Different families react to illness in different ways; some are able to adjust
while others are not. For some, the problems that come with illness can
dominate family life and leave little energy for “normal” family activities. In
other instances, family functioning and illness are dependent upon each other,
such as when families only function adequately if someone is sick (Minuchin
& Fishman, 1981). Most studies investigating families and health have
focused on chronic illness since important interactions become more noticeable
with time (e.g., Cohen, 1999; Knight, Green, & Hinson, 1997; Sellers,
2000). Within these studies, similar problems are seen repeatedly, and can be
used as a model for how families react to illness. In general, dealing with
stress has been identified as a significant challenge when chronic illness
invades family life.
All families, at one time or another, will experience some type of stress. The
idea of stress can be described in at least two different ways: (1) stress that
affects an individual’s well being; and (2) stress that affects relationships.
Although both types of stress have been shown to adversely affect health,
understanding the difficulties families experience with illness will be given
particular attention.
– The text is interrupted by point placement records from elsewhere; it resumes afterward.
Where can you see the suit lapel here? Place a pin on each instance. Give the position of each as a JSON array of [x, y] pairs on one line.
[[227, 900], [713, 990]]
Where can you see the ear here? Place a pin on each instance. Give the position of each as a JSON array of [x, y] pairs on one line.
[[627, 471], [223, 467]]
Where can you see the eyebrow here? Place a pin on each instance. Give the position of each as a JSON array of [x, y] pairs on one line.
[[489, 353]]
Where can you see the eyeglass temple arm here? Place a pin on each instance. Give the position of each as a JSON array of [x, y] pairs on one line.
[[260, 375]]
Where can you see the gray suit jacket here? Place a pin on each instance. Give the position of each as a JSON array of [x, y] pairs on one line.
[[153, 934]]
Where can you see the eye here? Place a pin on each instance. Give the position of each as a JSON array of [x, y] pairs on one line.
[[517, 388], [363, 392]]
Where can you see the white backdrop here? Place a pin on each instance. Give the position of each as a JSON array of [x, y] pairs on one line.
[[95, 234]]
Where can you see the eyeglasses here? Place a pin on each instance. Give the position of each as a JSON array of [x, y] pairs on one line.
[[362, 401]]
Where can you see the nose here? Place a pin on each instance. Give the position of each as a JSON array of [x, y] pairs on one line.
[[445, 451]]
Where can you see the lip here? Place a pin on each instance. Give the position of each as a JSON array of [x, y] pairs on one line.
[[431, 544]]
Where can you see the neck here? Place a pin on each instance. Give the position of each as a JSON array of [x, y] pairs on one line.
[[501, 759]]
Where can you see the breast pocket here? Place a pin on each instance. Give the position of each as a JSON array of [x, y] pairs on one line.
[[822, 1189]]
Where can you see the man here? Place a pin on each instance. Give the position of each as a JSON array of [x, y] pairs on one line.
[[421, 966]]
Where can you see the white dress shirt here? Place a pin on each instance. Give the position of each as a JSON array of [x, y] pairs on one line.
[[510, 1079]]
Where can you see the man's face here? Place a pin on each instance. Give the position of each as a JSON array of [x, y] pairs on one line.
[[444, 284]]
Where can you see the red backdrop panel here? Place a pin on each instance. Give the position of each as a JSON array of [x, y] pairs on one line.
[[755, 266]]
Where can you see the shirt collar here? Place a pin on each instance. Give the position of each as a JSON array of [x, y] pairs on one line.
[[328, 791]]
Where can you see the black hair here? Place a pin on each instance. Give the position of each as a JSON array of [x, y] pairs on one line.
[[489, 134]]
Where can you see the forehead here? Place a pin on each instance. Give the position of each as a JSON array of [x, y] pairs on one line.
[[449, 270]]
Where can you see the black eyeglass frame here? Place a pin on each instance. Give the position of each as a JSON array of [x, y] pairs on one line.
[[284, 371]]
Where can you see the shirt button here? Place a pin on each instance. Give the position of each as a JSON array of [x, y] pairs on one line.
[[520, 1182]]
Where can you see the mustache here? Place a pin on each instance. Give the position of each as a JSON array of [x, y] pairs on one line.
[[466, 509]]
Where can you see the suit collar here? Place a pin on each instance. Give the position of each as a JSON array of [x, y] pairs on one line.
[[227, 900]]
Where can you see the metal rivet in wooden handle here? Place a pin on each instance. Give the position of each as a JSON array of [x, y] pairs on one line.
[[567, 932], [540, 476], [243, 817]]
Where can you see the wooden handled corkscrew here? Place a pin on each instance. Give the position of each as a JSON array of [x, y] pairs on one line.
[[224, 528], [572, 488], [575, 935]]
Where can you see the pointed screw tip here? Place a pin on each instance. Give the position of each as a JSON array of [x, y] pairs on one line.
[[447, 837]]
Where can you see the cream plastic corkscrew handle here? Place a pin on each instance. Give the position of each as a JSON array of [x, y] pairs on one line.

Families with chronic illness who cannot make necessary
changes could hypothetically find themselves in a vicious cycle with stress.
Specifically, if a family is not able to meet new challenges after a chronic
illness is diagnosed, conflict is likely to ensue, which in turn increases
family members’ stress and negatively affects health. As the health of family
members worsens, resources may be stretched even further, starting the cycle
over again.
When illness creates stress, the most noticeable effect is on the way the family
organizes relationships. Roles that were well understood before the illness may
no longer be relevant (Rolland, 1998; Sellers, 2000). For example, a father who
is the sole provider of a family may be unable to work after a significant back
injury. An ill family member may not even have a substantial role if
hospitalization is a common occurrence (Cohen, 1999). In contrast, a child may
take on the “sick role” in an attempt to stabilize family problems (Minuchin
& Fishman, 1981).
When roles are affected by illness, rules about “who does what” often change
(Cohen, 1999). These changes can be superficial, like deciding who takes out
the garbage. If a parent is ill, deciding who is responsible to provide
financially may be important. Also, when a parent is ill, the chain of command
may be challenged as responsibilities are taken on by other family members.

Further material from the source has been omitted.